Nel 2014 un grave lutto familiare lo induce a prendersi una pausa, lascia il Casarza. “Dopo pochi mesi mi chiamò Giulio Ivaldi, l’attuale presidente regionale della LND e mi chiese se volevo far parte dello staff della Figc. E da lì è partito tutto: dal 2015, sono in Federazione come membro del Levante. Il 21 di settembre di quest’anno mi chiama il presidente Ivaldi informandomi che c’era questo ruolo di coordinatore regionale da assegnare e che avevano pensato al sottoscritto. Ho accettato con entusiasmo”.

Anche se il lavoro da fare è e sarà tanto e complesso… “Certo, ed è proprio questo il bello della sfida. Ci occupiamo di tutti i settori giovanili e scolastici, dei club che fanno solo quello fino ai club che hanno il vivaio accanto alla prima squadra. Ce ne sono una marea, stare dietro a tutti non è facile”.

Qual è la missione del coordinatore? “Quella di trasmettere a tutti i settori giovanili il programma di formazione e di educazione elaborato dalla Federazione sfruttando il lavoro di decine di professori e tecnici del più alto livello. Sia chiaro, noi diamo un suggerimento, nel senso non è un obbligo ma un indirizzo. Non stiamo con il fucile spianato, deve essere un rapporto di collaborazione manifestando disponibilità nei confronti dei club ai quali spieghiamo regole e regolamenti. Forniamo le linee guida, come orientarsi con i regolamenti”.

I vivai arrivano da anni difficili, la pandemia sicuramente ha tagliato un po’ le gambe alle società ma oggi la ripresa si avverte dappertutto. “Se mi chiedono come sta il calcio giovanile in Liguria, dico che non sta proprio male. Purtroppo noto una mancanza abbastanza pronunciata nella conoscenza delle norme. Diciamo che una buona metà delle società della Liguria non sono attente ai vari regolamenti. Mi spiego meglio riferendomi alla mia attività di responsabile provinciale: nelle verifiche gara non sempre vengono rispettati i regolamenti di base. Molti bambini giocavano senza parastinchi, in panchina non c’era un ordine ben preciso, a volte non si tenevano sotto controllo i ragazzini, molti genitori sugli spalti davano spettacolo tenendo comportamenti disdicevoli.
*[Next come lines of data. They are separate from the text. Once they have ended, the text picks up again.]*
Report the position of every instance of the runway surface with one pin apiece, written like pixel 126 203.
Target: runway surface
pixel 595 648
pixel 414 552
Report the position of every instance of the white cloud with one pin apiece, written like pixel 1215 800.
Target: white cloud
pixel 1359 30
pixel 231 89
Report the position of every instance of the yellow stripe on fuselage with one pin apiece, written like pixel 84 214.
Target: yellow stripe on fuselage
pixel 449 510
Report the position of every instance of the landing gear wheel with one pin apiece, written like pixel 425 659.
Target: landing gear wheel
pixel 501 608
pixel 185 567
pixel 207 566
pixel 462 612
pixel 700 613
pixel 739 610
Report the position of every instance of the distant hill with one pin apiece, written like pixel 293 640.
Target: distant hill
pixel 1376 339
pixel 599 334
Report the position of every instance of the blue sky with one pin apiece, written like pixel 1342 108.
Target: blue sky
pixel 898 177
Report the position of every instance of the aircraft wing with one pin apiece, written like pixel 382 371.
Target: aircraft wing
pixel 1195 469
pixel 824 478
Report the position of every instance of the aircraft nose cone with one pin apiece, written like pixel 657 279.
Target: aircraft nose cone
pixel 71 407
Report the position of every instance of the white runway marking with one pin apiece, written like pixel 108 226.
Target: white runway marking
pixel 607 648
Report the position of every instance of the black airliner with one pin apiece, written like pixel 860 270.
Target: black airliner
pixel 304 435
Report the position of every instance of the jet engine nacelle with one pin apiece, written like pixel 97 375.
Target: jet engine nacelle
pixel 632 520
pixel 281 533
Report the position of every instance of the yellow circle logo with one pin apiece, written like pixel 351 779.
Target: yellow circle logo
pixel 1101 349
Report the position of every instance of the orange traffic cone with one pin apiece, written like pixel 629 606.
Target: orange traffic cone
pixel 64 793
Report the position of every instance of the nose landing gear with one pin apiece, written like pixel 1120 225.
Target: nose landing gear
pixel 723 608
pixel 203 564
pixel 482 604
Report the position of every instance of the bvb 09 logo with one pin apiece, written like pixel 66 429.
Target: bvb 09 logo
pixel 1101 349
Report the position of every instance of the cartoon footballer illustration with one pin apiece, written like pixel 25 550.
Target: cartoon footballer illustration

E infine gli stessi regolamenti del settore, quando si gioca a 5, quando si gioca a 7, quando si gioca a 9, non sempre vengono rispettati, non perché non vogliono rispettarli ma perché non c’era abbastanza informazione in quel settore”.

Ed è complicato spiegarlo e, soprattutto, farlo comprendere agli addetti ai lavori. “Magari gli allenatori sono di uno stampo un po’ vecchio, non stanno a passo coi tempi. Come comunicare che le nuove regole implementano molto i giochi prima di fare le partite? Non sono molto ben accettati dalle società, soprattutto dagli allenatori”. Questione di cultura? “Esatto, ci vuole un cambio di mentalità. Non sono più i corsi di formazione di una volta, questi sono corsi molto più vicini a certi programmi di formazione, di educazione, perché alla Federazione non interessa scoprire talenti. Il talento è scientificamente provato che fino all’età di 14, 15 anni non viene fuori. Siamo nella fase preliminare alla individuazione dei possibili campioni. Qui parliamo di bambini dai 5 agli 11 anni, ci interessa che sui campi di calcio ci sia l’aggregazione sociale, ci sia la formazione, soprattutto l’educazione sportiva”.

Una filosofia che sembra fare a pugni con tradizioni consolidate. “Io cerco di far capire che il calcio, come gli altri sport, come la vita di tutti i giorni, non è più quello di venti fa. E che bisogna sempre studiare, aggiornarsi, riflettere, ripensare al proprio lavoro. Non basta fare un corso, prendere un patentino e pretendere di sapere tutto, per sempre. Ho sempre in testa la frase che il grande Renzo Uzzecchini mi diceva praticamente ogni giorno. Ricordati che c’è sempre da imparare. Se pensi di essere arrivato vuol dire che non sei ancora partito”.